Coluna de 26/3/2010
(próxima coluna: 9/4/2010)
ENCONTROS/DESENCONTROS
O ENCONTRO
Desmergulhou. Riu da ideia. Matar-se ao meio-dia não valia a pena. Mergulha mais um pouco. Mar bom. Mar fêmea igual a ela.
Salva-vidas? Inferno de gente farofada nesse inferno de praia. O que aquela mulher tá fazendo lá? Mulher se afogando.
Ela chega na praia e ainda vê o burburinho: “Mar perigoso, tem gente que brinca com o mar, eu tinha um primo que nadava que era uma beleza.” Se afasta das vozes, caminha molhada, ri mais um pouco a ponto de lhe apontarem, de virarem a cabeça para ver a mulher louca rindo. Não liga, há meia hora era quase uma suicidada, agora viva, salgada como devem ser os vivos. Como se essa profissão fosse grande coisa, inferno, por que me meti nisso, e agora? Vou sair como? Vou dar uma volta, vou lá naquele canto das pedras dar uns esporros nuns pirralhos para aliviar a tensão. Inferno.

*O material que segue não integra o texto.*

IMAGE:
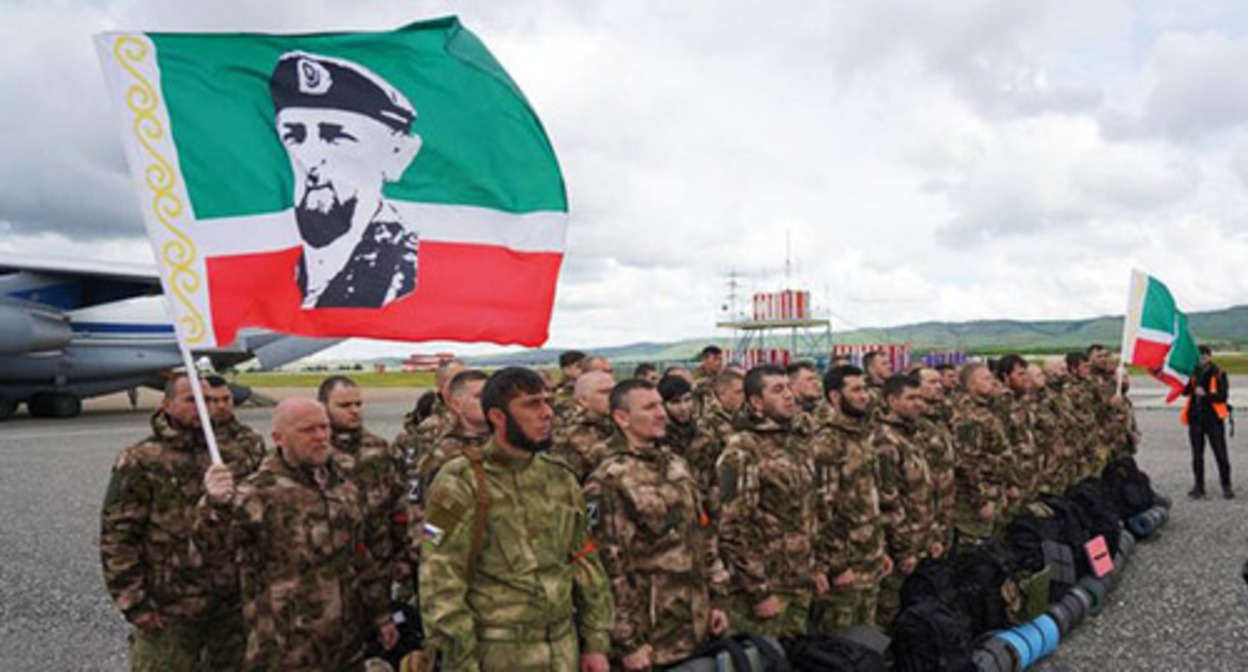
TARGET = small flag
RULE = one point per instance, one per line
(390, 185)
(1156, 336)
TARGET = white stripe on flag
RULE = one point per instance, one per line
(529, 232)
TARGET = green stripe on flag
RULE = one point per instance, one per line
(482, 143)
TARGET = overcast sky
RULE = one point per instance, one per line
(925, 160)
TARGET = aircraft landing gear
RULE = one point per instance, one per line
(54, 405)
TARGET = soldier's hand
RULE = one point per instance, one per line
(219, 484)
(845, 580)
(387, 635)
(147, 621)
(640, 660)
(820, 583)
(768, 608)
(594, 662)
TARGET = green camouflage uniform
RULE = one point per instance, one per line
(300, 540)
(579, 440)
(936, 435)
(372, 465)
(982, 472)
(910, 511)
(849, 518)
(648, 518)
(537, 577)
(768, 525)
(150, 562)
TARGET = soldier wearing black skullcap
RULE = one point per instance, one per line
(347, 133)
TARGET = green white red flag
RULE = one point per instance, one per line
(391, 185)
(1156, 336)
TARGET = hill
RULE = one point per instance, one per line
(1222, 330)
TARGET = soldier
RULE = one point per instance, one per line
(431, 417)
(768, 506)
(373, 467)
(220, 401)
(935, 434)
(185, 615)
(687, 437)
(982, 456)
(851, 543)
(580, 432)
(907, 491)
(296, 531)
(648, 518)
(509, 578)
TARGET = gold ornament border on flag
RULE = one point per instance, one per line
(179, 255)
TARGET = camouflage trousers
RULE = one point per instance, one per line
(791, 621)
(190, 646)
(559, 655)
(845, 610)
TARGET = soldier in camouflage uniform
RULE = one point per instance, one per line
(936, 434)
(851, 543)
(431, 417)
(768, 512)
(580, 432)
(296, 531)
(372, 466)
(907, 491)
(509, 577)
(982, 471)
(185, 612)
(648, 518)
(469, 431)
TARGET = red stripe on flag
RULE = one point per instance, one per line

Ela resolve nadar mais um pouco, dessa vez perto das pedras, ali as águas parecem mais carinhosas, um carinho agressivo que se dá entre água e pedra, é arriscado, sabe, mas está viva, está lotada de desejo, porque não ir um pouco onde o amor se metaforiza perfeitamente, nunca teve amor de homem inteiro, sempre pela metade, sempre cheios de talvez. E nada, braçadas largas, intempestiva. O sol gadunha a tarde de domingo.
O DESENCONTRO
O cinzeiro voa e se espatifa na porta. Arnaldo avança e bate na mulher. O que parecia ser libertação algemou os dois às brigas, ao filho, à impossibilidade de saírem daquilo. Ela se defende, joelha o meio das pernas dele. Ri. “Tu não é homem, tu é igual os outros.” No quarto ao lado, Kauan anestesia-se na TV. “Pai e mãe tão brincando de Power Rangers de novo.”

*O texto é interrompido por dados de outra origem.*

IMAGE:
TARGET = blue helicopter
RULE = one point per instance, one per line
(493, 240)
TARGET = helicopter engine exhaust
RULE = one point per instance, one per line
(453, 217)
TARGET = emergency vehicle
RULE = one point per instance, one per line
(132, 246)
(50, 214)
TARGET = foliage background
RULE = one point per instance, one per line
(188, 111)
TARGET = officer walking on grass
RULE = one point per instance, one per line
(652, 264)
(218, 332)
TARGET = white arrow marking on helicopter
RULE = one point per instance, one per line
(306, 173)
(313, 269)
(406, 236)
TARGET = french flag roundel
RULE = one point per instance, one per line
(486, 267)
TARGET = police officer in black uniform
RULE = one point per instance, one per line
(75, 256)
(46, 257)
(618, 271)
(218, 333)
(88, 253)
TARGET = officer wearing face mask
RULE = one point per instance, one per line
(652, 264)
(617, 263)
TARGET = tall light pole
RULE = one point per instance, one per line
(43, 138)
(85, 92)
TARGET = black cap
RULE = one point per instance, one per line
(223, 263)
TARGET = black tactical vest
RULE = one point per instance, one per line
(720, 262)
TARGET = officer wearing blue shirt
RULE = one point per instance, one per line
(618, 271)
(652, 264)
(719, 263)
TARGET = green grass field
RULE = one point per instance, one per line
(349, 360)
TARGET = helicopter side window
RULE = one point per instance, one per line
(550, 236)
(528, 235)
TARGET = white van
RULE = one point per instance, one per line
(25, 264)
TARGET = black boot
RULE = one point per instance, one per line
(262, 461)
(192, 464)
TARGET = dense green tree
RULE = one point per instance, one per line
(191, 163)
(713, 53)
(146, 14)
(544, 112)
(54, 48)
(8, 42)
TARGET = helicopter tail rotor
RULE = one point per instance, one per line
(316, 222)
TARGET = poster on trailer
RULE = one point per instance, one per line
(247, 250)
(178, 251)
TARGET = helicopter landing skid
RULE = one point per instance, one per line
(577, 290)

Ela dorme com o filho, antes pede para o menino contar uma história. Arnaldo, insone, encostado na porta do quarto do filho, vê a mulher, onde a perdeu? Tirou-a de dentro do mar e a colocou na sua vida. Durante algum tempo, foi solar, azul mesmo, combinavam bem, enchiam-se de alegria e foram morar juntos. Algo se rompeu. O nascimento do filho, as ausências dela.

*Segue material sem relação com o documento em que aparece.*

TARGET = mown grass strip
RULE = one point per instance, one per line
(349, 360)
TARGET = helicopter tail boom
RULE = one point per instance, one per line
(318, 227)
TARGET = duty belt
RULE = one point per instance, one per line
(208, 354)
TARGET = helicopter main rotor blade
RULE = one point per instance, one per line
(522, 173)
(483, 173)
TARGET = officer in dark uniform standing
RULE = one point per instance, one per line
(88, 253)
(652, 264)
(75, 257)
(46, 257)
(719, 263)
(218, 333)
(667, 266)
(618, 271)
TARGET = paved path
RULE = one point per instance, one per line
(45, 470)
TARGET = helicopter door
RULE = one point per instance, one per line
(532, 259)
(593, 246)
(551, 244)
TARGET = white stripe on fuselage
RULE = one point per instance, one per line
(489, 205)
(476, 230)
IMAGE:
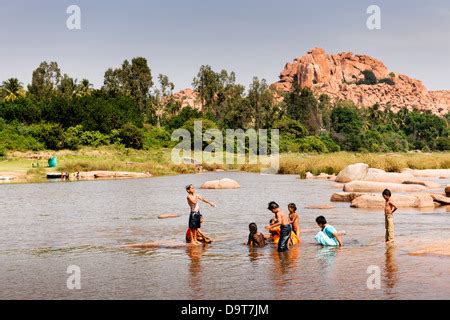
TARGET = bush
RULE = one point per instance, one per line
(2, 151)
(312, 144)
(443, 143)
(72, 137)
(14, 137)
(369, 78)
(52, 135)
(94, 139)
(131, 136)
(331, 145)
(157, 138)
(388, 81)
(291, 128)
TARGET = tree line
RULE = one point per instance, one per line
(56, 111)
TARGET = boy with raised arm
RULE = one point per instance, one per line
(282, 220)
(389, 209)
(195, 217)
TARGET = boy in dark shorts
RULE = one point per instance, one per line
(195, 217)
(255, 238)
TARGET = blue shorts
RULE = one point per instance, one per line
(195, 220)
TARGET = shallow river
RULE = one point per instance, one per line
(47, 227)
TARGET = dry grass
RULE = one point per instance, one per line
(335, 162)
(158, 162)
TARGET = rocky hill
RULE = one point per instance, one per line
(342, 75)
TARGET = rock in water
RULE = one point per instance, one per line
(405, 201)
(321, 206)
(353, 172)
(447, 191)
(221, 184)
(441, 199)
(369, 186)
(168, 216)
(346, 196)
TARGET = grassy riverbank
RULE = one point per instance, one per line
(158, 162)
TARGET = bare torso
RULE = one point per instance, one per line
(192, 200)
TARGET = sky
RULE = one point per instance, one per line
(250, 37)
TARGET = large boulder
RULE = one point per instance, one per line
(321, 206)
(447, 191)
(378, 175)
(443, 200)
(345, 196)
(221, 184)
(408, 201)
(428, 184)
(429, 173)
(353, 172)
(369, 186)
(435, 249)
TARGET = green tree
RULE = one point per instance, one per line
(11, 90)
(262, 104)
(131, 136)
(131, 80)
(302, 105)
(45, 80)
(208, 84)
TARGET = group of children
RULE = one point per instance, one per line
(284, 229)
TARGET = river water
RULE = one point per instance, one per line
(45, 228)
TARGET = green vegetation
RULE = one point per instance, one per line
(57, 112)
(371, 79)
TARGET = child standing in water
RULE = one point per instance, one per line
(293, 216)
(328, 236)
(389, 210)
(281, 220)
(255, 238)
(195, 217)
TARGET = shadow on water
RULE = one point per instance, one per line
(390, 269)
(195, 254)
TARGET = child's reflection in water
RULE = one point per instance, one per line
(390, 267)
(195, 254)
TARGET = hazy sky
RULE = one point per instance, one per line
(250, 37)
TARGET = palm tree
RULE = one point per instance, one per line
(12, 89)
(85, 88)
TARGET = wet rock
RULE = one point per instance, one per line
(443, 200)
(436, 249)
(321, 206)
(430, 173)
(405, 201)
(353, 172)
(345, 196)
(428, 184)
(221, 184)
(369, 186)
(168, 216)
(447, 191)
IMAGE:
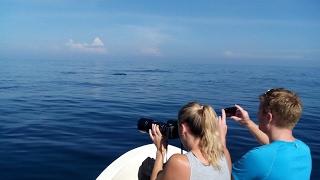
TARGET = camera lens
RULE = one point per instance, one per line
(145, 124)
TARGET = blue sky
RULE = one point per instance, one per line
(205, 29)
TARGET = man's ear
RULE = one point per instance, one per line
(184, 128)
(269, 118)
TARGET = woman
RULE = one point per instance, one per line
(202, 133)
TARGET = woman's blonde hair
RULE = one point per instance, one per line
(203, 123)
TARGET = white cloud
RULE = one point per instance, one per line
(153, 51)
(261, 55)
(97, 46)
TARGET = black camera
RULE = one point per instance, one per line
(168, 129)
(231, 111)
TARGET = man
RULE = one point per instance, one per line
(281, 156)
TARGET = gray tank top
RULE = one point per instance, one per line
(200, 171)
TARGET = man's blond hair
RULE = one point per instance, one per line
(284, 104)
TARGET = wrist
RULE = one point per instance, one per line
(249, 124)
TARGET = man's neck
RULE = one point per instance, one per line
(281, 134)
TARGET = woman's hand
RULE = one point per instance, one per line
(157, 138)
(242, 116)
(223, 128)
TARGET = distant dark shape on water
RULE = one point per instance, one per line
(119, 74)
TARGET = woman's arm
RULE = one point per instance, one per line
(177, 167)
(223, 128)
(160, 143)
(243, 118)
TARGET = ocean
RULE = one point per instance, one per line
(69, 119)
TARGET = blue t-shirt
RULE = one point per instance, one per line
(277, 160)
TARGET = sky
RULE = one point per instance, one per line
(248, 30)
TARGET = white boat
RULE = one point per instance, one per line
(126, 167)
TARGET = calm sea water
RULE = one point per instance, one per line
(70, 119)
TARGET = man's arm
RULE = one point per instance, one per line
(243, 118)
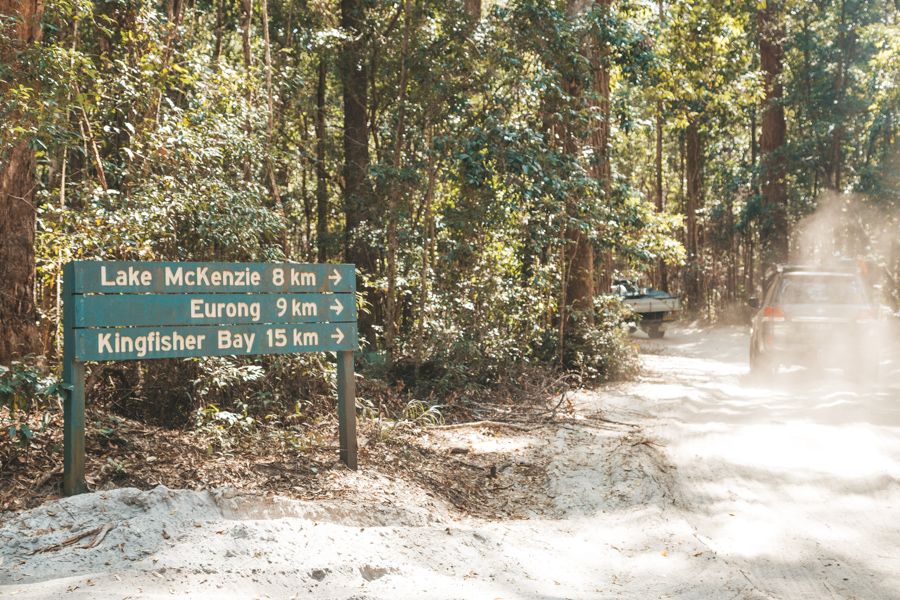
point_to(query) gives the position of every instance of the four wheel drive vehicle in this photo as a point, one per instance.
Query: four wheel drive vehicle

Ela acorda, vê Arnaldo encostado no guarda-roupa. Fecham a porta do quarto do filho com cuidado, e sem cuidado vão se despindo pelo apartamento, magoados, os hematomas visíveis.
Ela sabe que Arnaldo sempre será um talvez, mas sabe também que homem nenhum será mais do que isso. Arnaldo sabe também que o inferno é a parte de dentro e de fora de sua vida, que se há algum rescaldo de sossego é quando ele e ela, seu vício, silenciam-se no amor feito dolorosamente nas madrugadas. Kauan dorme. Arnaldo e ela dormem. Entre os três, fresta nenhuma ilumina o futuro.